There are three Fraser-penned compositions; the rest are collective collaborations. The free interplay of three bountifully creative musicians is what this set is about, and it is very nice to hear. All three have no shortage of inspired interactive ideas. They put them to excellent use in the service of the whole.
Kris Davis is a pianist I have come to appreciate very much over the last few years. She is within the scatter and splatter piano zone, individually so. She can let loose with torrential noting but then do sparser phrasings too, all with a keen ear for detail and musical coherence.
Tony Malaby, most everyone will know, has his own ever brimming wealth of ideas and timbral presences. He sounds particularly well here with plenty of testificatory declamations that at times ride atop Kris and Nick's dramatic effusions like a person effectively and artfully riding a wild horse. But then there are quieter moments too and Tony phrases and invents rather brilliantly at those times as well.
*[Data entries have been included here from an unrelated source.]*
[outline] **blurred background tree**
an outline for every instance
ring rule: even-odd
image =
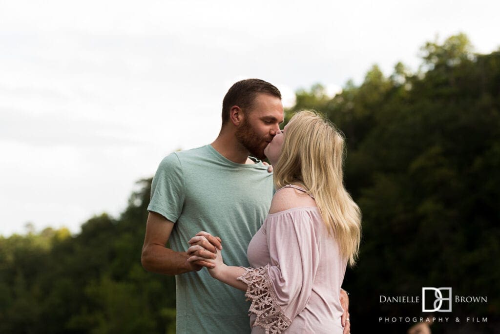
[[[415,73],[399,62],[386,76],[376,64],[334,96],[320,84],[299,90],[286,118],[313,108],[346,136],[346,184],[363,212],[360,260],[344,284],[353,331],[405,332],[412,324],[378,318],[423,316],[420,304],[379,296],[449,286],[488,296],[450,316],[488,322],[434,322],[433,332],[498,332],[500,50],[476,54],[459,34],[421,52]],[[118,218],[94,216],[77,235],[0,237],[0,332],[174,332],[174,278],[140,266],[150,182]]]

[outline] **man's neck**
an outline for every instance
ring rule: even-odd
[[[226,158],[236,164],[252,164],[248,158],[248,150],[236,139],[234,134],[220,131],[212,147]]]

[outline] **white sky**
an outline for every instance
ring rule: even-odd
[[[374,63],[416,69],[436,34],[500,46],[491,0],[242,2],[0,0],[0,234],[117,216],[163,156],[215,138],[240,79],[290,106]]]

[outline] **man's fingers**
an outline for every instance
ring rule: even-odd
[[[202,240],[202,238],[204,238],[204,240],[207,240],[208,242],[214,245],[214,248],[220,250],[222,250],[222,245],[221,244],[222,240],[220,240],[220,238],[218,236],[214,236],[210,233],[205,232],[204,231],[201,231],[197,233],[196,236],[191,238],[191,240],[189,240],[188,242],[190,244],[193,244],[194,242],[198,242],[196,240]],[[212,248],[211,247],[209,248],[205,246],[204,245],[203,246],[205,248],[210,249],[212,250]],[[215,252],[216,250],[214,250],[213,252]]]
[[[220,244],[220,238],[218,239],[216,238],[214,236],[207,236],[206,238],[207,239],[208,239],[208,242],[210,242],[210,244],[215,246],[218,250],[220,250],[222,249],[222,245]]]
[[[200,256],[191,256],[188,258],[188,262],[192,262],[197,266],[206,266],[207,268],[214,268],[216,266],[215,264],[212,264],[211,262],[207,262],[203,260],[203,258],[200,258]]]
[[[204,258],[215,260],[217,255],[210,250],[207,250],[199,244],[195,244],[188,248],[188,255],[190,256],[196,256]]]

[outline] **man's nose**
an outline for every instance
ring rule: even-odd
[[[271,136],[276,136],[276,134],[278,133],[278,131],[280,130],[280,126],[276,125],[274,128],[271,129],[270,132]]]

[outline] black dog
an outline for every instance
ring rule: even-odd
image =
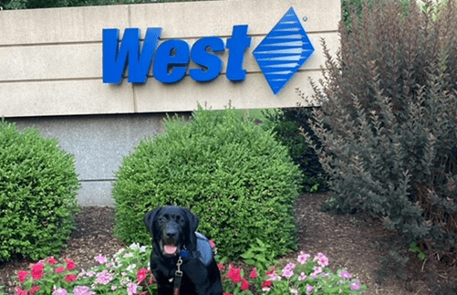
[[[196,233],[197,216],[185,208],[158,207],[144,216],[152,236],[151,270],[158,295],[222,295],[221,273],[208,239]]]

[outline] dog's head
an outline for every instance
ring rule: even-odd
[[[195,247],[199,218],[189,209],[174,205],[157,207],[144,216],[144,224],[165,257]]]

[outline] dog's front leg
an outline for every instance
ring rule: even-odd
[[[192,258],[182,266],[182,272],[192,282],[195,293],[198,295],[210,295],[210,282],[208,270],[198,258]]]

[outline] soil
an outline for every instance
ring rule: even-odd
[[[421,261],[416,254],[407,252],[410,258],[403,279],[391,275],[379,282],[377,272],[379,258],[386,255],[398,240],[396,234],[382,227],[379,221],[358,216],[330,215],[319,211],[326,195],[302,195],[296,204],[299,248],[282,258],[283,263],[295,260],[299,251],[312,256],[322,252],[335,271],[347,268],[353,276],[368,286],[365,294],[457,294],[457,269],[438,261]],[[79,269],[96,265],[94,258],[101,253],[111,256],[125,245],[112,236],[114,208],[83,207],[76,216],[76,229],[61,251],[60,258],[70,258]],[[0,286],[14,294],[15,279],[19,269],[26,269],[29,259],[0,264]],[[446,287],[452,286],[452,287]]]

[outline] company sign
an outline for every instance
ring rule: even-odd
[[[139,28],[126,28],[122,40],[117,28],[103,29],[103,82],[119,84],[127,66],[130,83],[145,83],[151,71],[161,83],[177,83],[186,74],[198,82],[217,79],[223,69],[218,56],[228,51],[226,79],[244,81],[244,54],[251,47],[247,25],[234,26],[226,42],[218,37],[198,39],[192,47],[185,40],[159,44],[162,28],[149,27],[140,48]],[[273,93],[277,94],[314,52],[314,47],[293,7],[279,20],[253,55]],[[190,68],[191,61],[197,67]]]

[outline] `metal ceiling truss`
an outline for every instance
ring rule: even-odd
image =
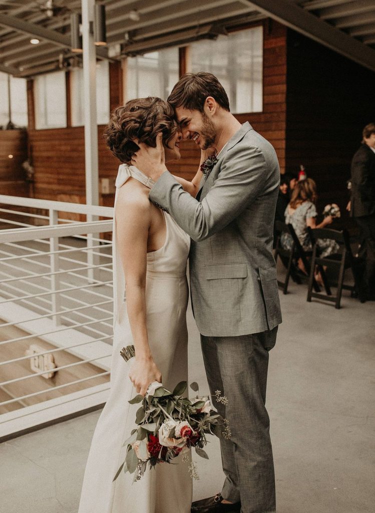
[[[108,45],[114,58],[214,37],[230,24],[270,17],[375,70],[374,0],[105,0]],[[3,0],[0,71],[29,76],[61,67],[70,51],[70,13],[81,0]],[[233,21],[234,20],[234,21]],[[31,45],[30,36],[41,43]],[[98,48],[97,57],[108,57]],[[60,62],[60,65],[59,65]]]

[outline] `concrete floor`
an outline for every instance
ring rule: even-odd
[[[281,294],[284,322],[270,354],[278,513],[373,513],[375,303],[344,292],[342,308]],[[190,380],[207,390],[191,312]],[[95,412],[0,445],[1,513],[76,513]],[[194,499],[219,491],[217,440],[198,461]],[[124,513],[131,513],[124,508]],[[178,513],[178,512],[176,512]]]

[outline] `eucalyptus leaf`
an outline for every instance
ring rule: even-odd
[[[142,428],[153,433],[156,428],[156,424],[155,422],[153,422],[152,424],[142,424]]]
[[[138,428],[137,430],[137,440],[143,440],[144,438],[146,438],[147,436],[147,431],[143,427]]]
[[[182,396],[184,392],[186,390],[186,387],[187,386],[187,383],[186,381],[181,381],[178,384],[176,385],[174,387],[174,390],[173,391],[173,396]]]
[[[143,396],[139,393],[137,396],[133,397],[132,399],[130,399],[130,400],[128,401],[128,402],[129,404],[136,404],[137,403],[141,403],[143,399]]]
[[[125,461],[124,462],[124,463],[125,463]],[[123,469],[123,467],[124,466],[124,463],[123,463],[123,464],[121,465],[121,466],[120,467],[120,468],[119,469],[119,470],[116,472],[116,475],[114,476],[114,477],[113,478],[113,480],[112,481],[112,483],[113,482],[113,481],[116,481],[116,480],[117,479],[117,478],[120,476],[120,472]]]
[[[125,441],[123,444],[122,446],[124,447],[126,445],[128,445],[129,444],[132,444],[133,442],[135,442],[135,440],[136,440],[136,437],[137,437],[136,433],[137,433],[137,430],[133,429],[132,431],[132,434],[130,435],[129,438],[127,438],[125,440]]]
[[[148,458],[147,454],[147,441],[146,440],[141,440],[138,446],[138,453],[140,459],[144,461]]]
[[[131,474],[132,474],[133,472],[135,471],[138,465],[138,458],[133,449],[130,449],[128,451],[125,461],[128,470]]]
[[[142,406],[139,408],[135,415],[135,422],[136,424],[141,424],[145,418],[145,410]]]
[[[199,447],[195,447],[195,452],[196,452],[199,456],[204,458],[206,460],[208,459],[208,455],[203,449],[200,449]]]

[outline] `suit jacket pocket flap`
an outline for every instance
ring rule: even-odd
[[[246,264],[218,264],[206,266],[207,280],[221,278],[246,278],[247,266]]]

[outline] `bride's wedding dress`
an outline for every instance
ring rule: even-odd
[[[123,164],[116,180],[118,191],[130,177],[148,187],[151,182],[138,169]],[[115,207],[116,205],[115,199]],[[126,212],[122,213],[126,215]],[[186,263],[190,238],[167,213],[164,245],[147,254],[146,296],[147,324],[152,356],[163,385],[173,389],[187,380],[186,312],[188,289]],[[189,464],[181,456],[173,464],[148,467],[142,479],[122,472],[112,482],[125,459],[124,442],[135,427],[139,404],[128,401],[136,395],[129,378],[129,367],[120,354],[133,343],[124,301],[125,283],[113,220],[114,338],[111,391],[94,432],[86,465],[78,513],[189,513],[192,480]],[[131,362],[130,362],[131,364]]]

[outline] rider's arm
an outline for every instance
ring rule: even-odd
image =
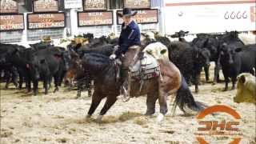
[[[140,31],[138,28],[132,29],[129,35],[126,35],[123,38],[126,38],[122,39],[122,42],[119,45],[119,49],[115,52],[118,57],[122,54],[125,54],[130,46],[140,45]]]

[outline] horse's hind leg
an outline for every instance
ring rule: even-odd
[[[155,112],[155,102],[158,99],[158,93],[148,94],[146,97],[146,115],[152,115]]]
[[[163,119],[164,115],[166,115],[166,114],[168,111],[166,99],[167,99],[167,93],[165,93],[163,90],[159,88],[158,102],[160,105],[160,114],[158,116],[158,122],[161,122]]]
[[[101,96],[101,94],[98,90],[95,90],[92,97],[92,102],[90,104],[90,110],[87,114],[88,118],[94,114],[102,98],[103,97]]]
[[[95,92],[94,92],[95,93]],[[109,95],[106,98],[106,102],[104,104],[103,108],[102,109],[99,115],[97,118],[98,122],[101,122],[103,115],[107,112],[108,110],[117,101],[117,97],[114,95]]]

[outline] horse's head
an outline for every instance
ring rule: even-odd
[[[152,55],[156,59],[169,60],[168,49],[161,42],[154,42],[146,46],[143,52]]]
[[[154,34],[153,32],[146,32],[141,34],[142,46],[147,46],[150,43],[156,42]]]

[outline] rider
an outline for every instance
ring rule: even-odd
[[[125,81],[128,78],[129,66],[131,64],[134,57],[139,52],[141,45],[141,33],[138,24],[133,19],[133,16],[137,11],[132,12],[130,8],[124,8],[122,14],[118,13],[118,15],[122,18],[122,31],[118,39],[118,45],[115,46],[114,54],[110,56],[110,59],[120,58],[122,61],[121,79],[122,88],[125,89]],[[124,55],[122,57],[122,55]],[[122,90],[124,96],[125,90]]]

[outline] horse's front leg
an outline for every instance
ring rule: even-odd
[[[86,116],[87,118],[90,118],[94,114],[94,112],[95,111],[98,104],[101,102],[101,101],[103,98],[104,97],[102,97],[101,95],[101,93],[99,93],[98,90],[94,91],[93,97],[92,97],[90,107],[90,110],[87,113],[87,116]]]
[[[104,104],[103,108],[102,109],[99,115],[97,118],[97,122],[100,122],[103,118],[103,115],[107,112],[108,110],[117,101],[118,95],[108,95]]]
[[[168,111],[167,109],[167,93],[165,93],[162,89],[159,89],[159,94],[158,94],[158,102],[160,105],[160,114],[158,116],[158,122],[162,121],[164,116]]]
[[[146,115],[152,115],[155,112],[155,102],[157,101],[158,93],[148,94],[146,97]]]

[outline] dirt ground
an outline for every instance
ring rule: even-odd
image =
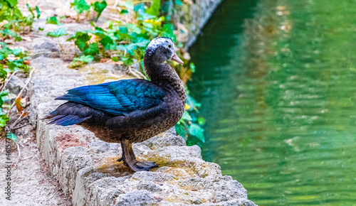
[[[0,205],[71,205],[71,199],[66,196],[57,182],[48,174],[41,153],[35,143],[32,126],[21,129],[26,134],[19,136],[21,160],[11,167],[11,200],[5,199],[3,192],[6,185],[4,138],[1,139]],[[31,132],[28,132],[31,131]],[[21,131],[20,131],[21,132]],[[14,145],[11,155],[13,163],[17,161],[19,152]]]

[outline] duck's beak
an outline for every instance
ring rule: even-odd
[[[176,63],[178,63],[181,65],[183,65],[184,63],[183,63],[183,61],[179,59],[179,58],[177,55],[177,53],[176,53],[176,51],[174,50],[174,55],[172,57],[171,60],[172,61],[174,61]]]

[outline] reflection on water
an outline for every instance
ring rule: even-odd
[[[256,204],[356,205],[355,3],[226,0],[190,50],[204,158]]]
Nick shows himself a world-class freetime drummer on the set. The openness of a smaller ensemble that knows what it is all about gives Fraser the space to sound his way artfully, with an ear to the totality of sounds and gestures within which a great drummer can both find and lead the way.
Kris is a player who interacts especially well while making her own personal pianistic statements. Tony and Nick do the same within the material particularities of sounding their respective instruments.
It is an impressive and consistently exhilarating blaze of considered sound we get to experience on Too Many Continents. It says a wealth about the creative originality of the three, but it at the same time summons you, the listener, into the orbit of sound ideas and expressions.
Yes, really good going to be heard on this one. A red-hot ticket item to warm your innards like an avant cup of hot chocolate!